Lendemain de fête de la Musique : il est 5 heures, Toulouse s’éveille…

Il est 5 heures, Toulouse s’éveille, ce samedi matin, rue des Filatiers. Cette nuit, la « fête de la Musique », rendez-vous annuel de l’abrutissement des masses alcoolisées, n’a pu être supportée que grâce aux boules Quies™ et au double vitrage.

Il est 5 heures, rue des Filatiers, et sous ma fenêtre, devant la maison Calas, les derniers ivrognes inconscients du drame qui s’y est déroulé jadis se vengent de leur mal-vivre sur les sacs-poubelle éventrés en shootant les cadavres de canettes et autres vestiges de beuveries.

La rue des Filatiers, c’était déjà pas un boulevard, Voltaire, quand tu écrivais sur l’affaire Calas. Tout juste une ruelle piétonne, avec de beaux pavés roses tout neufs mais taillés façon médiéval pour attirer les touristes.

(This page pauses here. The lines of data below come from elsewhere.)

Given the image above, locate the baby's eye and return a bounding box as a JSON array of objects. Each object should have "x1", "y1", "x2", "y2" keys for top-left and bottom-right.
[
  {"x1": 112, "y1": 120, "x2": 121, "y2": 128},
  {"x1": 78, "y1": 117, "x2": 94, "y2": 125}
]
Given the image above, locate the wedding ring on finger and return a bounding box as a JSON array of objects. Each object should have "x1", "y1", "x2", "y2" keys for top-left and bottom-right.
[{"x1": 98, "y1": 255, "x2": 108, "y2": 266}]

Les éboueurs sont fatigués, les balayeurs sont déprimés. Il est 5 heures…

Pourtant, hier matin, en voyant les camions déverser les barils de bière avec leurs tireuses sous une pluie battante, je me disais : il y a de l’espoir, la « fête de la Musique » va peut-être tomber à l’eau ? Las ! La pluie a cessé et les inévitables percussionnistes brésiliens en tutus ridicules nous ont cassé les c… oreilles jusque tard dans la nuit.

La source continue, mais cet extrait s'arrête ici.